The 12 Fellows were Vince Agcaoili, who teaches literature at the University of Asia and the Pacific and is preparing his first book of poems; Bryan Mari Argos, author of the first Hiligaynon novel written for children and young adults, and a part-time college professor and the tourism officer of the City of Roxas, Capiz; Ava Arnejo, a poet and fictionist from Sogod, Cebu; Eunice Joy Bacalando, a playwright who’s finishing her MFA in Creative Writing at DLSU Manila; Carlo Bautista, the youngest of the batch at 20, an undergraduate at DLSU Manila who has written prize-winning short fiction; John Dante, a Cebuano fictionist, essayist, dramatist and poet who introduced high fantasy in Cebuano literature.
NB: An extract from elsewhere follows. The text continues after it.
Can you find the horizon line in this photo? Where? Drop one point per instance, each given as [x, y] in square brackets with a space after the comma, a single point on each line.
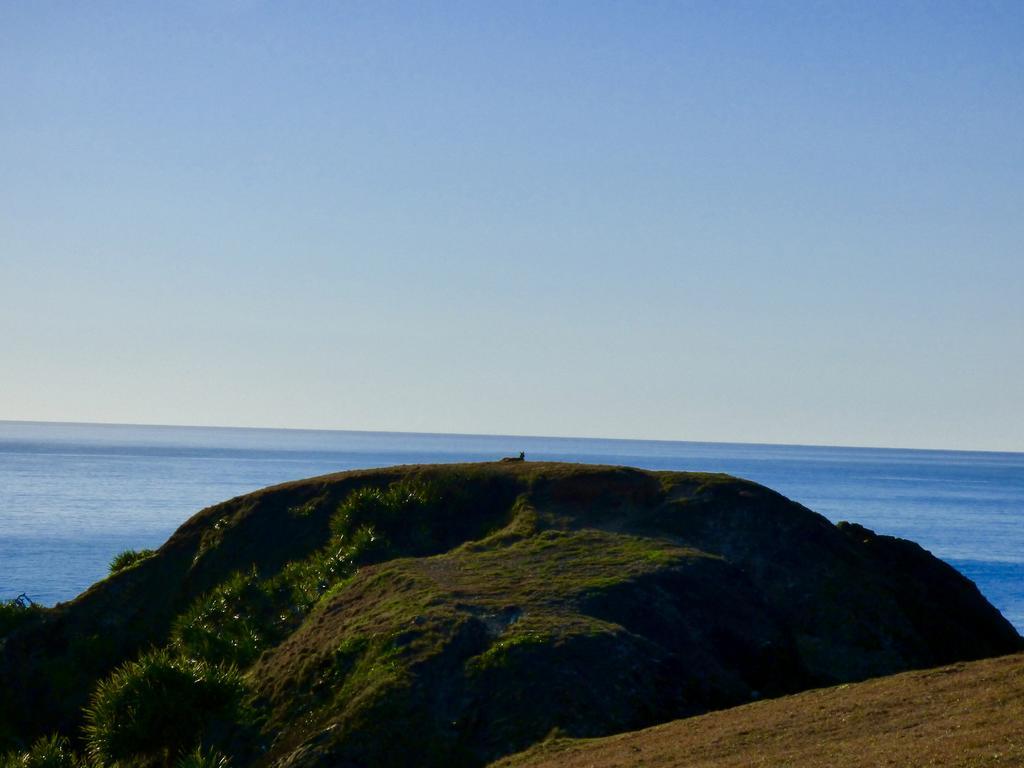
[496, 434]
Mina Deocareza, a writer and editor based in Makati City, who holds a BA in Creative Writing from UP Diliman; Jorisse Gumanay, an assistant professor at UP Cebu now working on her PhD in Literary Studies at Silliman; Al Osiris Ingking, a writer and engineer based in Cebu City whose stories in English and Cebuano have been selected for inclusion in literary anthologies; Michael John Otanes of Gen. Santos City, a graduate of Mindanao State University and currently an editor in a UK-based travel publication; Yudi Santillan III, a creative writing student in Silliman; and Marielle Fatima B. Tuazon, a Palanca award winner for the Kabataan Essay English category who will graduate this year with a BA Philippine Studies degree from UP Diliman.
I joined the first week’s panel with Adrian, Elena, Sawi and Dinah, while Joel came in for the second week to panel with Dinah, Sawi and Tim. Despite the shortened calendar (down from the traditional three weeks), many side activities complemented the morning and afternoon sessions at the Silliman Anthropology Museum.
A series of lectures by some of the panelists, plus balik-Fellow Dr. Noel Pingoy, was held at the Romeo P. Ariniego Art Gallery, where art exhibit openings and book launchings were also conducted, including a book of poetry, Young Enough to Play, by Angela Gabrielle Fabunan, who was kind enough to gift me a copy. Adrian Ho delivered a scintillating lecture on “Probing the Poet ChatGPT: Notes on Poetry and AI.”
Out-of-town workshop sessions were held at Asri Balili in the mountain town of Valencia and at Café Panganod in San Jose, which also offered panoramic views of the lowlands and Tañon Strait. An experience the Fellows missed was staying at the Rose Lamb Sobrepeña Writers Village up in Camp Lookout, which was still undergoing rehabilitation.
The genres of poetry, fiction, creative non-fiction, drama and Sugilanon (Hiligaynon for timeless folk tales, but also applying to Cebuano) were all amply represented, with impressive quality. Eunice Joy Bacalando’s one-act play in Taglish, My Titas na Manananggal, was presented as a reading by a Silliman drama troupe, while the Sugilanon entries and their translations into English were discussed by facilitators Elena Paulme and Marj Evasco.
All of that transpired almost unbelievably within two weeks, with unstinting support from SU English and Literature department chair Alana Leilani Narciso, SU Edilberto and Edith Tiempo Creative Writing Center coordinator Lady Flor Partosa, Silliman U. officials and the National Commission for Culture and the Arts (NCCA).